The creature from the classic Sherlock Holmes mystery from Sir Arthur Conan Doyle “The Hound of the Baskervilles” once considered to have an exceedingly strange ending, but it has been exceeded only by the strangeness of a headline that shows just how truly outrageous science has become. Recently scientists altered the genetic makeup of a normal dog to make it actually glow in the dark. And while no radioactive substances were used in the creation, the dog has a reputation as being one of the strangest genetic creations to date. Not only that, but they can actually control when the dog glows.
The researchers, hailing from Seoul National University have named their genetic creation Tegon. The dog, which reacts to a specific antibiotic glows under ultraviolet light and they say the test could have medical applications if the same gene were turned from a simple strange factoid into an actual means of detecting illness. The genes could be turned off and on depending on the presence of certain diseases or rather conditions which indicate the diseases. If the same were administered to people, hair follicles could glow under the same conditions to indicate cancerous growths, difficult to detect illnesses, or even possibly emotional disturbances.

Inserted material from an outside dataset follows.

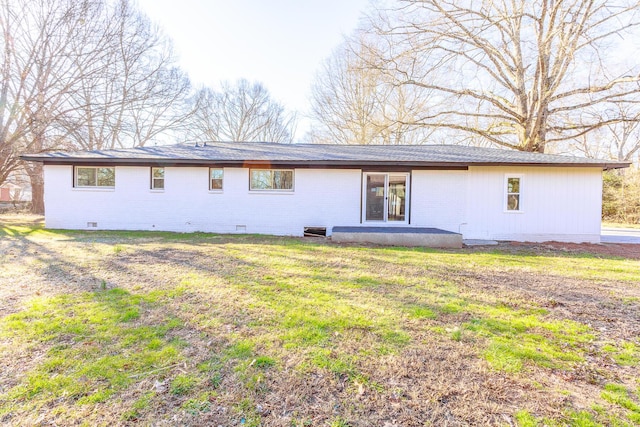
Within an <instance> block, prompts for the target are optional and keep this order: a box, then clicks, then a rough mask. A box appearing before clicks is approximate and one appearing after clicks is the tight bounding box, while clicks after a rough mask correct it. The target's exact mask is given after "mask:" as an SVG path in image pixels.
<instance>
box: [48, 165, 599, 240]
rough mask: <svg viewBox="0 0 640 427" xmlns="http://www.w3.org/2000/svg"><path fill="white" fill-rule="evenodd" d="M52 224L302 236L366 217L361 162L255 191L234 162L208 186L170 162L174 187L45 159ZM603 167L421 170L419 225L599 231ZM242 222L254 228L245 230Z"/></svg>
mask: <svg viewBox="0 0 640 427" xmlns="http://www.w3.org/2000/svg"><path fill="white" fill-rule="evenodd" d="M44 172H45V207H46V226H47V227H50V228H68V229H86V228H88V226H87V223H89V222H95V223H97V228H98V229H112V230H115V229H120V230H168V231H179V232H191V231H207V232H218V233H235V232H246V233H261V234H277V235H297V236H299V235H302V233H303V228H304V227H305V226H317V227H327V232H329V233H330V232H331V227H333V226H335V225H346V226H349V225H359V224H360V209H361V197H362V194H361V186H362V180H361V179H362V173H361V171H360V170H358V169H350V170H340V169H296V170H295V179H294V185H295V188H294V191H293V192H251V191H249V169H247V168H225V169H224V183H223V185H224V188H223V190H222V191H209V170H208V168H206V167H167V168H165V189H164V191H154V190H151V189H150V168H149V167H134V166H118V167H117V168H116V185H115V189H105V190H102V189H78V188H73V168H72V167H71V166H54V165H48V166H45V167H44ZM506 174H517V175H521V176H522V192H521V197H522V201H521V203H522V212H519V213H513V212H506V211H505V199H504V195H505V175H506ZM601 195H602V173H601V170H600V169H598V168H545V167H540V168H538V167H525V168H511V167H470V168H469V170H468V171H423V170H422V171H418V170H416V171H413V172H412V182H411V194H410V197H411V207H410V209H411V223H410V225H411V226H418V227H436V228H441V229H444V230H449V231H454V232H461V233H462V234H463V237H464V238H466V239H496V240H519V241H547V240H558V241H576V242H580V241H587V242H598V241H599V239H600V215H601ZM237 226H245V227H246V228H240V229H238V228H237Z"/></svg>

But before we start seeing glowing humans, another group of UK researchers are demanding stricter guidelines for the creation of “monsters” that could result from crossing human and animal genes in a laboratory. Britains Academy of Medical Sciences warned that governments need to stay vigilant when using the genes of animals for genetic research on fertility treatments and stroke recovery.
It seems that science has finally made the possibility of creating these so-called “monsters” more likely than ever, but the creation of said creatures itself may be behind a wall of red tape and regulation. But what will necessity entail in our future? Now that the proverbial Pandora’s box has been opened, will a disease one day come about whose only cure forces humanity into a new world where the alteration or even outright fabrication of new genetic code is required? It’s a difficult question to fathom, but science has run into dozens of instances where the standards are changed to meet the needs of humanity. Our great grandchildren could be entirely normal except for a sequence in their DNA which was introduced artificially in order to combat a growing pandemic. While it may sound outrageous or even unlikely, consider how much inoculation changed how we looked at disease. The very notion of infecting someone with a disease purposefully in order to combat its effects and immunize a patient would have been seen as dangerous and ghastly before it saved hundreds of millions of lives.
These difficult questions about the nature of humanity must be explored now more than ever as we move into the next stage of humanity’s ongoing journey toward the future. And of course just as the aforementioned Pandora’s Box, there must always remain hope that no matter how much our destiny may be changed by the ravages of time we will still retain our true identity as humans.